Hong Kong has a dilemma: retailers depend on mainland Chinese shoppers for sales, but resentment among local residents has prompted Beijing to tighten the flow of visitors, which could hit the economy.
Mainlanders represent 84.2 percent of all visitors to Hong Kong, according to the latest Hong Kong Tourism Board (HKTB) data, and account for nearly a third of total retail sales.
But shortages caused by a steady stream of shoppers from Shenzhen, just across the border, to buy daily necessities in tax-free Hong Kong were the target of increasingly violent local protests over the past couple of months.
In response, China has limited the number of visits that Shenzhen residents can make to once a week.

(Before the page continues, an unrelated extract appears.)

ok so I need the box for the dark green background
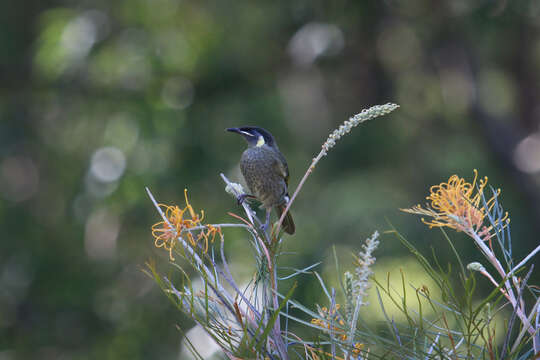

That has Hong Kong's retailers worried.
"The impact of the new policy will not surface in the short run, but will have increasingly dramatic long-term effects," Hong Kong-based cosmetics retail chain operator Sa Sa International's spokesperson told CNBC by e-mail.
Retailers will take the biggest hit from the new restrictions because unlike overnight visitors, day trippers only have one purpose in Hong Kong: shopping.
Retail spending could fall by 2.5 percent to 3.7 percent, while gross domestic product (GDP) may contract by 0.5 to 1.0 percent, Capital Economics' China economist Chang Liu said in a note on Thursday.
Others are marginally more optimistic.
"We estimate the tightening measure will reduce Hong Kong's retail sales by about… 2 percent of the total, [which] translates into 0.09 percent [reduction] of GDP and 7,000 job losses," said ANZ senior economist Raymond Yeung in an April 15 note.
Still, some of the pain may be eased by day trippers buying more on a single trip.
If day trippers spend 50 percent more during once-a-week visits, sales at Hong Kong's retailers should only fall by 2.0 percent in 2015, according to ANZ's Yeung.
Keep them coming
The measures may not have the intended effect of attracting more so-called "quality overnight visitors", however. If anything, Hong Kong's hostile attitude towards mainlanders appears to be keeping them away: In March, arrivals from the mainland dropped by around 10 percent on-year, according to government data.
And they could stay away, analysts warned.
"The image of Hong Kong as a tourist destination for mainland visitors is adversely affected," said ANZ's Yeung.
Even a planned 80 million Hong Kong dollar ($10.32 million) advertising blitz may not be enough to repair the damage: "We are unsure how a marketing campaign can reverse the general impression of mainland residents," he said.
Instead, Hong Kong's government needs to embrace the mainlanders by, for example, building new shopping centers along the Chinese border and granting more tourist visas, experts said.
"These efforts would stabilize overall tourist arrivals and improve consumption sentiment, which will in turn drive healthy and sustainable growth of the Hong Kong retail market," said Sa Sa International.